Introduction to Rainier

Who Rainier is for

Rainier is for building and sampling from Bayesian statistical models. Specifically, it's for building generative models with fixed structure, continuous parameters, and data that can comfortably fit in memory. Generalized linear mixed models (GLMMs), for example, are a very common and flexible class of models that fit that description.

This documentation assumes you have at least some basic familiarity with Bayesian modeling. If you don't have that background, you may struggle with the terminology used here. The single best introduction to the topic is McElreath's Statistical Rethinking, and we highly recommend reading it.

We also assume you are at least somewhat familiar with Scala. Perhaps this goes without saying, but: Rainier is a Scala library, and letting you build models in Scala, and run them on the JVM, is one of Rainier's distinguishing features.

Example

If you just want to get a sense of what building a model in Rainier looks like, here's a simple linear regression:

val xs: List[(Double, Double, Double)] = ???
val ys: List[Double] = ???

val sigma = Exponential(1).latent
val alpha = Normal(0,1).latent
val betas = Normal(0,1).latentVec(3)

val model = Model.observe(ys, Vec.from(xs).map{
     case (u, v, w) => 
     val mu = alpha + Vec(u,v,w).dot(betas)
     Normal(mu, sigma)
})

This Overview

The rest of this overview is split into four sections. We recommend that you read through each of them before you start working with Rainier. They are:

Priors and Random Variables

This introduces the Distribution and Real types and shows you how to construct random variables from prior distributions.

Likelihoods and Observations

This introduces the Model and Trace types, shows how to condition a model on observations, and how to check your sampling diagnostics.

Vectors and Variables

This introduces the Vec type, and shows how to manage larger numbers of parameters and observations.

Posteriors and Predictions

This introduces the Generator type, and shows how to make posterior predictions and decisions from a sampled trace.

A Note on Performance and Scale

Rainier requires that all of the observations or training data for a given model fit comfortably into RAM on a single machine. It does not make use of GPUs or of SIMD instructions.
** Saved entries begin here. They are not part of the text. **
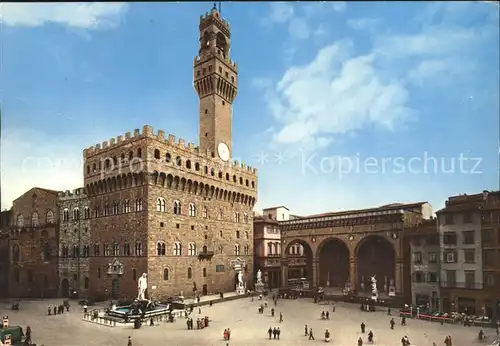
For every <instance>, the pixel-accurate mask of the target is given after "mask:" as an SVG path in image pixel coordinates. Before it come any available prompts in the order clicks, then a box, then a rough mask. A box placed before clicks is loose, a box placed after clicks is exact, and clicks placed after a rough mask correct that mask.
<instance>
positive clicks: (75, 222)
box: [58, 188, 91, 297]
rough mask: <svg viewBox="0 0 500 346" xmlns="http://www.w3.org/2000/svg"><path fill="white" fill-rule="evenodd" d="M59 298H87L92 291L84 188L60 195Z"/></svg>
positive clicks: (88, 217) (88, 233) (58, 202)
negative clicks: (89, 290) (89, 275)
mask: <svg viewBox="0 0 500 346" xmlns="http://www.w3.org/2000/svg"><path fill="white" fill-rule="evenodd" d="M58 205H59V220H60V223H59V279H60V280H61V282H60V285H59V287H60V295H61V296H63V297H65V296H69V295H70V293H71V294H72V295H74V294H75V293H76V294H77V295H78V296H80V297H84V296H87V295H88V289H89V284H90V282H89V280H90V277H89V256H90V254H91V252H90V250H91V249H90V245H91V244H90V222H89V219H90V206H89V201H88V198H87V195H86V194H85V190H84V189H83V188H79V189H75V190H73V191H64V192H59V194H58Z"/></svg>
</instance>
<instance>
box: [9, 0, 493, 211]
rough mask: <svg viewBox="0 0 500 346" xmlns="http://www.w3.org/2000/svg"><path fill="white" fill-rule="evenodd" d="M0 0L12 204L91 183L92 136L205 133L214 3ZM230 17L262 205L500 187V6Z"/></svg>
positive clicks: (254, 13)
mask: <svg viewBox="0 0 500 346" xmlns="http://www.w3.org/2000/svg"><path fill="white" fill-rule="evenodd" d="M0 6H2V7H1V9H0V11H1V14H2V16H1V17H2V31H1V32H0V35H1V36H0V41H1V49H2V66H1V75H0V81H1V84H0V88H1V89H0V90H1V95H2V115H3V117H2V208H8V207H10V205H11V202H12V200H13V199H15V198H16V197H18V196H20V195H21V194H22V193H23V192H25V191H26V190H28V189H29V188H30V187H32V186H41V187H46V188H52V189H71V188H75V187H78V186H80V185H82V184H83V169H82V150H83V148H86V147H89V146H91V145H94V144H96V143H100V142H102V141H103V140H108V139H109V138H111V137H116V136H118V135H120V134H123V133H125V132H127V131H132V130H133V129H134V128H142V125H144V124H149V125H152V126H153V127H154V128H155V129H163V130H165V131H166V132H167V133H172V134H175V135H177V136H179V137H182V138H185V139H186V140H189V141H194V142H197V141H198V139H197V121H198V118H197V107H198V98H197V95H196V94H195V92H194V89H193V87H192V63H193V57H194V56H195V55H196V54H197V52H198V22H199V16H200V14H202V13H204V12H206V11H209V10H210V8H211V3H182V4H175V3H150V4H146V3H141V4H134V3H130V4H120V3H112V4H105V3H94V4H3V5H0ZM222 14H223V16H224V17H226V18H227V19H228V20H229V22H230V23H231V29H232V47H231V56H232V59H233V60H234V61H236V62H237V63H238V68H239V86H238V87H239V90H238V96H237V99H236V101H235V104H234V114H233V142H234V145H233V156H234V157H235V158H240V160H242V161H244V162H245V163H247V164H249V165H251V166H255V167H257V168H259V202H258V205H257V207H256V210H257V211H259V209H261V208H263V207H269V206H273V205H286V206H288V207H289V208H290V209H291V211H292V213H295V214H309V213H321V212H328V211H336V210H345V209H354V208H364V207H373V206H378V205H382V204H387V203H394V202H407V201H408V202H409V201H422V200H423V201H429V202H430V203H431V204H432V205H433V207H434V208H435V209H437V208H440V207H442V206H443V204H444V201H445V200H446V198H447V197H448V196H450V195H454V194H459V193H477V192H480V191H482V190H483V189H489V190H493V189H498V188H499V178H498V177H499V174H498V159H499V112H500V110H499V64H498V61H499V58H500V55H499V31H498V25H499V15H498V5H495V4H492V3H485V2H483V3H481V2H477V3H467V2H463V3H431V2H421V3H409V2H406V3H403V2H401V3H390V2H373V3H342V2H337V3H223V8H222ZM33 157H35V158H38V163H36V164H35V163H34V162H35V161H34V160H32V159H31V158H33ZM461 157H462V159H461V160H462V163H461V165H462V167H460V161H459V160H460V158H461ZM433 158H434V159H435V162H434V163H433V162H432V160H433ZM425 161H427V163H425ZM441 162H444V166H443V164H442V163H441ZM436 164H437V166H436Z"/></svg>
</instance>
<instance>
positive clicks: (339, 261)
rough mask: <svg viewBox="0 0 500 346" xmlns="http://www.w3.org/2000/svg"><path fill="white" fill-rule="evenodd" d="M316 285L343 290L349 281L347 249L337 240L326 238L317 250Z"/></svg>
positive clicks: (330, 238) (348, 271)
mask: <svg viewBox="0 0 500 346" xmlns="http://www.w3.org/2000/svg"><path fill="white" fill-rule="evenodd" d="M317 254H318V256H317V257H318V259H319V273H318V284H319V286H322V287H335V288H340V289H343V288H344V287H345V284H346V283H347V281H348V280H349V248H348V246H347V244H346V243H344V242H343V241H342V240H340V239H338V238H328V239H326V240H325V241H324V242H323V243H322V244H320V246H319V248H318V253H317Z"/></svg>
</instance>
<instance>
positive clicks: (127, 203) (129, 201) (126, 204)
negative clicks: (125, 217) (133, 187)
mask: <svg viewBox="0 0 500 346" xmlns="http://www.w3.org/2000/svg"><path fill="white" fill-rule="evenodd" d="M130 211H131V210H130V201H129V200H128V199H126V200H124V201H123V212H124V213H130Z"/></svg>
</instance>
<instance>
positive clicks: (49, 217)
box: [45, 210, 54, 224]
mask: <svg viewBox="0 0 500 346" xmlns="http://www.w3.org/2000/svg"><path fill="white" fill-rule="evenodd" d="M45 218H46V221H47V223H48V224H53V223H54V212H53V211H52V210H49V211H47V214H46V215H45Z"/></svg>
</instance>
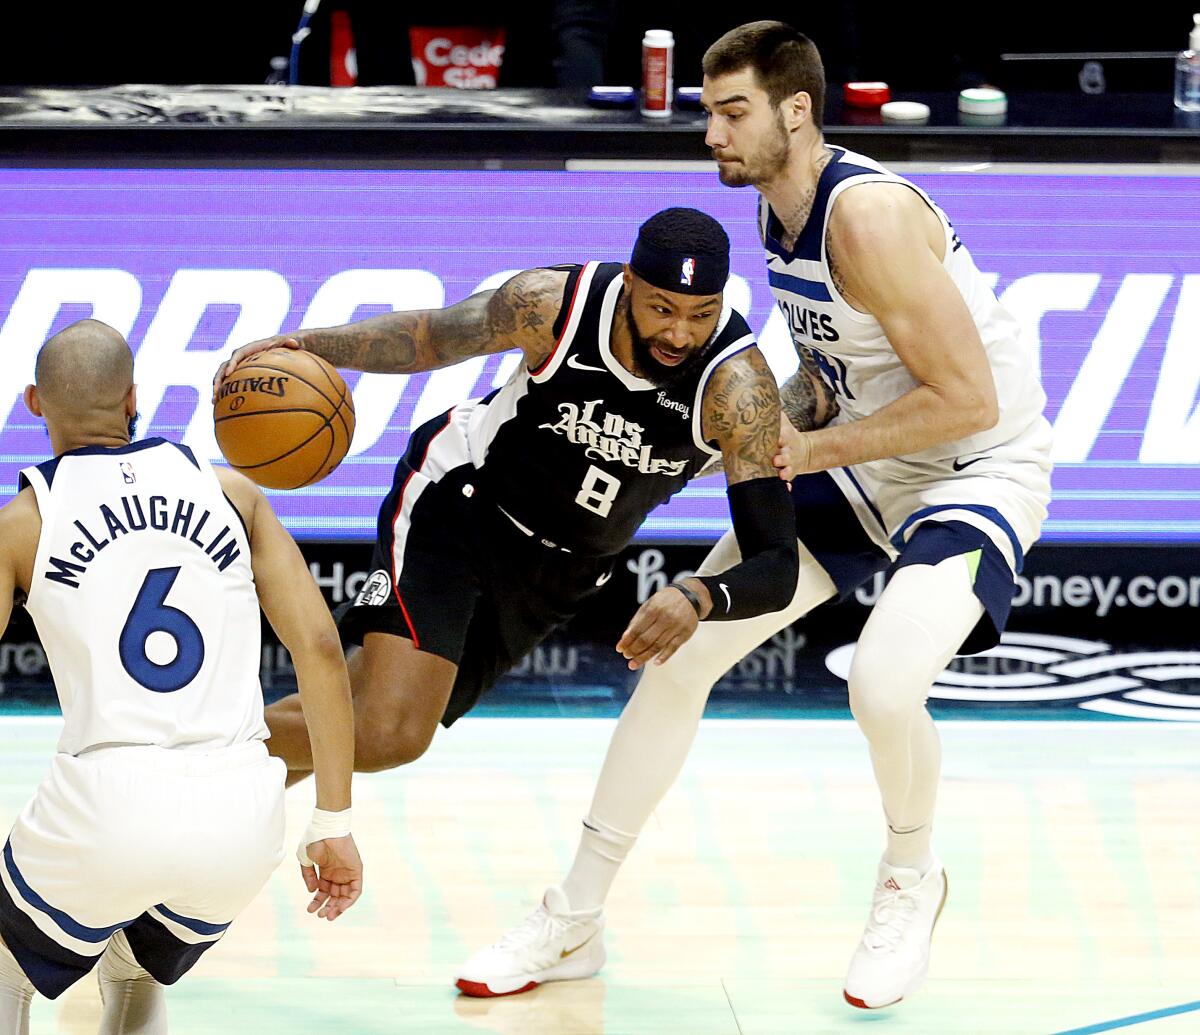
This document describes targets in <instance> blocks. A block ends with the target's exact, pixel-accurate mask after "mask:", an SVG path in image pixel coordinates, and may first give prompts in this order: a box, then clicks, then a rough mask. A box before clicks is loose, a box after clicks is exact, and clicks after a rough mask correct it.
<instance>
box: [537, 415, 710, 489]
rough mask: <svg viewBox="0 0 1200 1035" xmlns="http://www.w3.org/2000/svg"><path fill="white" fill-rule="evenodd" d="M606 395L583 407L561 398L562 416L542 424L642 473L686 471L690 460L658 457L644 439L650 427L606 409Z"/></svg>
mask: <svg viewBox="0 0 1200 1035" xmlns="http://www.w3.org/2000/svg"><path fill="white" fill-rule="evenodd" d="M602 405H604V400H602V399H593V400H590V401H589V402H584V403H583V406H582V408H581V407H580V406H577V405H576V403H574V402H560V403H558V412H559V414H562V415H560V417H559V419H558V420H557V421H556V423H554V424H541V425H539V427H546V429H548V430H551V431H553V432H554V433H556V435H565V436H566V437H568V439H570V441H571V442H574V443H576V444H577V445H583V447H584V450H583V453H584V455H586V456H592V457H595V459H598V460H608V461H611V462H616V463H624V465H625V466H626V467H634V468H636V469H637V471H638V472H640V473H642V474H665V475H667V477H668V478H673V477H676V475H678V474H683V472H684V468H686V466H688V461H686V460H658V459H655V457H654V456H653V450H652V448H650V445H649V444H648V443H643V442H642V432H643V431H644V430H646V429H644V427H642V425H640V424H635V423H634V421H631V420H625V418H624V417H622V415H620V414H619V413H605V412H602V409H601V407H602Z"/></svg>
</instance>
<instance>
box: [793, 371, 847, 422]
mask: <svg viewBox="0 0 1200 1035" xmlns="http://www.w3.org/2000/svg"><path fill="white" fill-rule="evenodd" d="M779 395H780V399H781V400H782V403H784V413H786V414H787V419H788V420H791V421H792V425H793V426H794V427H796V430H797V431H812V430H814V429H815V427H824V425H826V424H828V423H829V421H830V420H833V418H834V417H835V415H836V413H838V397H836V396H835V395H834V394H833V391H832V390H830V388H829V385H828V384H826V383H824V381H822V379H821V378H820V377H818V376H817V375H815V373H814V372H812V370H811V367H810V366H809V365H808V363H806V361H802V363H800V369H799V370H797V371H796V373H793V375H792V376H791V377H790V378H787V381H785V382H784V387H782V388H781V389H780V390H779Z"/></svg>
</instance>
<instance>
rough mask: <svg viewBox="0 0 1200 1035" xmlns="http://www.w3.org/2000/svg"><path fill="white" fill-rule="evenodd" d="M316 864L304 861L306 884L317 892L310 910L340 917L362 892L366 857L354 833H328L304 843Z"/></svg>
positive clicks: (327, 918) (311, 905)
mask: <svg viewBox="0 0 1200 1035" xmlns="http://www.w3.org/2000/svg"><path fill="white" fill-rule="evenodd" d="M302 850H304V851H305V852H307V855H308V858H311V860H312V862H313V863H314V865H313V866H305V865H304V863H301V865H300V875H301V877H302V878H304V883H305V886H306V887H307V889H308V891H311V892H313V896H312V902H310V903H308V911H310V913H316V914H317V916H320V917H322V919H324V920H337V917H338V916H341V915H342V914H343V913H346V910H347V909H349V908H350V907H352V905H354V903H355V902H358V901H359V896H360V895H362V860H361V858H360V857H359V849H358V845H355V844H354V838H353V837H352V836H350V834H347V836H346V837H326V838H325V839H324V840H314V842H312V844H307V845H302Z"/></svg>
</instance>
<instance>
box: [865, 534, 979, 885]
mask: <svg viewBox="0 0 1200 1035" xmlns="http://www.w3.org/2000/svg"><path fill="white" fill-rule="evenodd" d="M982 615H983V605H982V604H980V603H979V600H978V598H977V597H976V596H974V592H973V591H972V588H971V578H970V574H968V569H967V564H966V560H965V558H964V557H950V558H948V560H946V561H942V562H941V563H938V564H934V566H929V564H912V566H910V567H906V568H901V569H900V570H899V572H896V574H895V575H894V576H893V578H892V581H890V582H888V586H887V588H886V590H884V591H883V596H882V597H881V598H880V602H878V603H877V604H876V605H875V609H874V610H872V611H871V615H870V617H869V618H868V620H866V624H865V626H864V627H863V634H862V636H860V638H859V640H858V646H857V647H856V650H854V660H853V662H852V663H851V669H850V706H851V711H853V713H854V718H856V719H857V720H858V724H859V726H860V728H862V730H863V732H864V734H865V735H866V740H868V743H869V746H870V750H871V764H872V765H874V767H875V779H876V783H877V784H878V786H880V795H881V796H882V798H883V812H884V815H886V816H887V821H888V844H887V850H886V852H884V856H883V857H884V861H886V862H887V863H889V865H890V866H896V867H906V868H911V869H917V871H919V872H920V873H925V872H928V869H929V867H930V866H931V865H932V862H934V854H932V849H931V848H930V836H931V832H932V824H934V806H935V802H936V800H937V782H938V776H940V772H941V762H942V750H941V744H940V742H938V738H937V730H936V729H935V728H934V720H932V718H931V717H930V714H929V712H928V711H926V708H925V700H926V699H928V696H929V689H930V687H931V686H932V684H934V680H935V678H937V676H938V674H940V672H941V671H942V670H943V669H944V668H946V665H947V664H948V663H949V660H950V658H953V657H954V654H955V652H956V651H958V650H959V647H960V646H962V641H964V640H965V639H966V638H967V635H968V634H970V633H971V630H972V629H973V628H974V626H976V623H977V622H978V621H979V617H980V616H982Z"/></svg>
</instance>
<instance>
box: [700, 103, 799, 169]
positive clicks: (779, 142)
mask: <svg viewBox="0 0 1200 1035" xmlns="http://www.w3.org/2000/svg"><path fill="white" fill-rule="evenodd" d="M787 144H788V136H787V127H786V126H784V115H782V114H781V113H780V112H779V109H778V108H776V110H775V124H774V126H773V128H772V130H770V131H768V133H767V138H766V139H764V140H763V142H762V145H761V146H760V148H758V149H757V150H756V151H755V152H754V154H751V155H748V156H746V157H744V158H743V160H742V162H739V163H738V164H736V166H718V167H716V174H718V175H719V177H720V179H721V183H722V184H725V186H727V187H756V186H758V185H760V184H767V183H770V181H772V180H774V179H775V178H776V177H778V175H779V174H780V173H781V172H782V169H784V166H786V164H787Z"/></svg>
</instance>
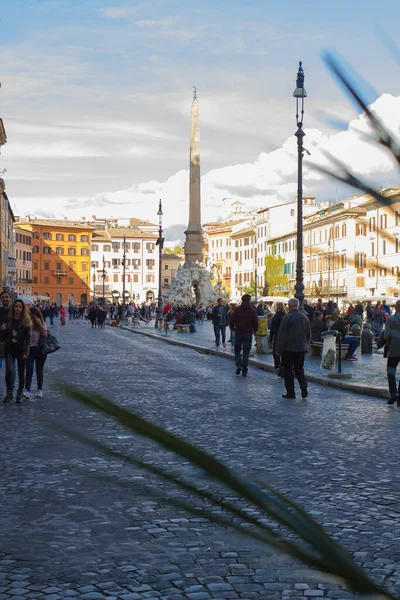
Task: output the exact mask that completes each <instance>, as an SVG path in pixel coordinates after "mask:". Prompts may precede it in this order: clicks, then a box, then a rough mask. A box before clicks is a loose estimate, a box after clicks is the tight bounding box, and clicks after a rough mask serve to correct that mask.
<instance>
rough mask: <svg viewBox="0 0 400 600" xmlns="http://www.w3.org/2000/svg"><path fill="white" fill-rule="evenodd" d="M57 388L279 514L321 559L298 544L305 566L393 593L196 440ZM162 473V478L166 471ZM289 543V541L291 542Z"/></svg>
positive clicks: (290, 552)
mask: <svg viewBox="0 0 400 600" xmlns="http://www.w3.org/2000/svg"><path fill="white" fill-rule="evenodd" d="M56 387H57V388H58V389H59V391H61V392H64V393H67V394H68V395H69V396H71V397H72V398H75V399H76V400H78V401H80V402H81V403H83V404H85V405H87V406H89V407H91V408H94V409H96V410H98V411H100V412H102V413H103V414H105V415H108V416H111V417H113V418H114V419H116V420H117V421H118V422H119V423H120V424H121V425H123V426H124V427H126V428H128V429H130V430H131V431H133V432H135V433H138V434H140V435H142V436H144V437H146V438H148V439H151V440H153V441H155V442H157V443H158V444H161V445H162V446H163V447H164V448H166V449H167V450H169V451H172V452H174V453H176V454H178V455H179V456H181V457H182V458H185V459H187V460H189V461H190V462H191V463H192V464H193V465H195V466H197V467H198V468H200V469H202V470H203V471H204V472H205V473H207V475H209V476H210V477H212V478H213V479H215V480H216V481H218V482H219V483H221V484H223V485H224V486H227V487H229V488H230V489H231V490H233V491H234V492H235V493H236V494H238V495H239V496H240V497H242V498H246V499H247V500H249V501H250V502H252V503H253V504H254V505H255V506H257V507H258V508H259V509H261V510H263V511H265V513H267V514H268V515H269V516H270V517H272V518H274V519H275V520H276V521H278V522H279V523H280V524H281V525H283V526H284V527H287V528H288V529H289V530H291V531H292V532H293V533H294V534H295V535H297V536H299V537H300V538H301V539H302V540H303V541H304V542H306V543H307V544H309V545H310V546H311V547H312V548H313V549H314V550H315V551H316V552H317V553H318V555H319V556H320V558H316V557H314V556H312V555H310V554H309V553H307V554H306V555H305V554H304V552H305V551H304V548H302V547H300V546H298V545H296V552H299V551H300V552H302V553H303V557H302V558H301V560H303V562H305V563H306V564H309V565H312V566H317V565H318V566H317V568H319V569H320V570H322V571H325V572H327V573H329V574H332V575H335V576H336V577H340V578H341V579H343V580H344V581H346V582H347V583H348V584H349V585H350V586H351V587H353V589H355V590H357V591H358V592H360V593H362V594H371V593H375V594H386V596H387V597H392V596H390V594H388V593H387V592H385V591H384V590H383V589H382V588H380V587H379V586H377V585H376V584H375V583H374V582H373V581H371V580H370V579H369V578H368V577H367V575H366V574H365V573H364V572H363V571H362V570H361V569H360V568H359V567H358V566H357V565H356V564H355V563H354V561H353V560H352V558H351V557H350V555H349V554H348V553H347V552H345V551H344V550H343V549H342V548H341V547H340V546H339V545H338V544H337V543H336V542H335V541H334V540H333V539H332V538H330V537H329V536H328V535H327V534H326V533H325V532H324V531H323V529H322V528H321V526H320V525H319V524H317V523H316V522H315V521H314V519H312V517H310V515H308V514H307V513H306V512H305V511H302V509H300V508H299V509H298V510H296V508H294V505H293V503H290V504H289V503H287V502H283V501H282V498H281V497H280V496H279V493H278V492H275V491H273V492H271V491H268V492H265V491H264V492H262V491H261V490H260V489H259V488H258V487H257V486H256V485H255V484H253V483H252V482H250V481H247V480H245V479H244V478H243V477H241V476H240V475H237V474H236V473H234V472H233V471H232V470H231V469H229V468H228V467H227V466H225V465H224V464H223V463H221V462H220V461H218V460H217V459H216V458H214V457H213V456H211V455H210V454H208V453H207V452H205V451H204V450H201V449H199V448H197V447H196V446H194V445H193V444H190V443H188V442H186V441H185V440H184V439H182V438H180V437H178V436H176V435H174V434H172V433H169V432H168V431H166V430H164V429H162V428H161V427H158V426H157V425H154V424H153V423H150V422H149V421H147V420H145V419H143V418H142V417H140V416H139V415H137V414H135V413H133V412H131V411H129V410H126V409H124V408H122V407H121V406H119V405H117V404H116V403H114V402H112V401H110V400H109V399H107V398H105V397H103V396H101V395H99V394H95V393H93V392H83V391H81V390H78V389H77V388H75V387H73V386H70V385H68V384H63V385H60V384H58V385H57V386H56ZM96 444H98V442H96ZM103 451H104V449H103ZM120 456H121V455H120ZM123 459H124V460H126V455H124V456H123ZM135 460H136V459H135ZM134 464H137V463H134ZM145 468H147V467H145ZM152 469H153V470H154V469H155V467H152ZM153 472H154V471H153ZM158 474H159V475H160V476H161V473H158ZM164 475H165V473H163V475H162V476H164ZM173 480H174V483H177V480H176V479H173ZM198 491H199V492H200V493H201V494H204V491H203V490H198ZM224 508H225V509H228V507H227V506H224ZM231 512H232V511H231ZM203 516H204V515H203ZM214 517H215V515H211V514H210V518H211V519H212V520H215V519H214ZM259 525H261V524H260V523H257V526H259ZM227 526H228V525H227ZM229 526H231V525H229ZM260 535H263V541H264V542H265V543H268V544H270V545H275V543H278V541H277V540H276V541H275V539H271V535H270V533H269V534H268V540H267V539H266V537H265V535H264V533H262V534H260ZM279 543H280V542H279ZM285 544H286V545H287V544H288V542H286V543H285ZM284 551H285V552H286V553H289V554H291V555H292V556H293V554H292V552H291V551H290V548H289V546H287V547H285V550H284Z"/></svg>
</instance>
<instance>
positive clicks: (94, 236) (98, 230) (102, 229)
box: [92, 229, 111, 242]
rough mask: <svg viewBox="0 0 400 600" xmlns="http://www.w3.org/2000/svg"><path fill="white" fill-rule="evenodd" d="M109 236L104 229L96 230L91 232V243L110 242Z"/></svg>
mask: <svg viewBox="0 0 400 600" xmlns="http://www.w3.org/2000/svg"><path fill="white" fill-rule="evenodd" d="M110 241H111V239H110V236H109V235H108V233H107V230H105V229H97V230H96V231H94V232H93V235H92V242H110Z"/></svg>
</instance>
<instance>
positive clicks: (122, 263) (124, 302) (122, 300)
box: [122, 235, 126, 306]
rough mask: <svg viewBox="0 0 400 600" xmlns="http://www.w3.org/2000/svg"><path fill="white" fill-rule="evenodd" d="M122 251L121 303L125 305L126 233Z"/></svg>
mask: <svg viewBox="0 0 400 600" xmlns="http://www.w3.org/2000/svg"><path fill="white" fill-rule="evenodd" d="M122 247H123V250H124V253H123V255H122V268H123V270H122V305H123V306H125V276H126V235H124V241H123V244H122Z"/></svg>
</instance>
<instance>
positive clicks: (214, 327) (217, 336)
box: [214, 325, 226, 346]
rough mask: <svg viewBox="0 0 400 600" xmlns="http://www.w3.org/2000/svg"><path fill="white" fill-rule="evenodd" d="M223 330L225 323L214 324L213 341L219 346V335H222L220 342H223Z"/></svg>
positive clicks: (224, 325) (219, 336)
mask: <svg viewBox="0 0 400 600" xmlns="http://www.w3.org/2000/svg"><path fill="white" fill-rule="evenodd" d="M225 332H226V325H214V333H215V343H216V344H217V346H219V341H220V337H221V336H222V343H223V344H225V339H226V338H225Z"/></svg>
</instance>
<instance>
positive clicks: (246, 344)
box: [235, 331, 253, 371]
mask: <svg viewBox="0 0 400 600" xmlns="http://www.w3.org/2000/svg"><path fill="white" fill-rule="evenodd" d="M252 341H253V334H252V333H248V332H247V331H235V365H236V366H237V367H242V369H243V371H247V369H248V366H249V354H250V350H251V343H252ZM242 346H243V362H242V357H241V351H242Z"/></svg>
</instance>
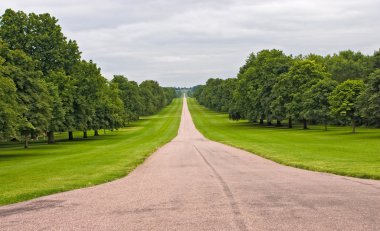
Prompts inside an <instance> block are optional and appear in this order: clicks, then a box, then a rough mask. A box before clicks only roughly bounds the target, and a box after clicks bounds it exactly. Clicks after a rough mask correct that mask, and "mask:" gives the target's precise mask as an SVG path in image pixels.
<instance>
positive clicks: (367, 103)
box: [359, 69, 380, 126]
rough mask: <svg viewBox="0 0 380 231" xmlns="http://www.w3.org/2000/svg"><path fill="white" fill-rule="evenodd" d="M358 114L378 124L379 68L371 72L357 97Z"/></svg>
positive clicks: (379, 72)
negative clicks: (362, 89) (358, 111)
mask: <svg viewBox="0 0 380 231" xmlns="http://www.w3.org/2000/svg"><path fill="white" fill-rule="evenodd" d="M359 107H360V114H361V115H362V116H363V117H364V118H366V119H367V120H368V121H369V122H371V123H373V124H376V125H377V126H380V69H377V70H376V71H375V72H374V73H372V74H371V75H370V76H369V78H368V81H367V83H366V86H365V90H364V91H363V94H361V96H360V97H359Z"/></svg>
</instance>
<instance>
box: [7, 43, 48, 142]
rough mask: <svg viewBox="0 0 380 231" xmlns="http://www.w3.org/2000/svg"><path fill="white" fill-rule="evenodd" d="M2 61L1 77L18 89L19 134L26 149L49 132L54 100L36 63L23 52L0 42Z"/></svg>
mask: <svg viewBox="0 0 380 231" xmlns="http://www.w3.org/2000/svg"><path fill="white" fill-rule="evenodd" d="M0 57H1V58H2V60H3V61H4V62H3V64H2V67H1V68H0V70H1V73H0V74H1V75H2V76H3V77H6V78H9V79H11V80H12V81H13V82H14V83H15V86H16V89H17V91H16V92H17V96H18V97H17V101H18V105H19V106H20V108H21V109H20V110H21V112H20V120H19V121H20V123H19V127H18V130H19V131H20V132H21V134H22V135H23V136H24V140H25V145H24V146H25V148H27V147H28V139H29V138H28V137H29V136H30V135H33V136H36V135H38V134H40V133H42V132H45V131H47V130H48V125H49V121H50V119H51V118H52V106H51V105H52V99H51V96H50V93H49V88H48V85H47V84H46V82H45V81H43V80H42V73H41V72H40V71H38V70H36V68H35V67H36V62H35V61H33V60H32V59H31V58H30V57H28V56H27V55H26V54H25V53H24V52H22V51H21V50H10V49H9V47H8V46H7V45H6V44H5V43H4V42H0Z"/></svg>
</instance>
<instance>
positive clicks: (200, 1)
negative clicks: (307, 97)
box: [0, 0, 380, 86]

Within those constraints, however, it is extremely fast. Rainier takes advantage of knowing all of your data ahead of time by aggressively precomputing as much as it can, which can be a significant practical benefit relative to systems that compile a data-agnostic model. It produces optimized, unboxed, JIT-friendly JVM bytecode for all numerical calculations. This compilation happens in-process and is fast enough for interactive use at a REPL.

Our benchmarking shows that you should expect gradient evaluation to be roughly on par with Stan (some models will be faster, some will be slower). However, please note that Stan has a more sophisticated dynamic HMC implementation that may well produce more effective samples per second (at least if you ignore the lengthy C++ compilation times).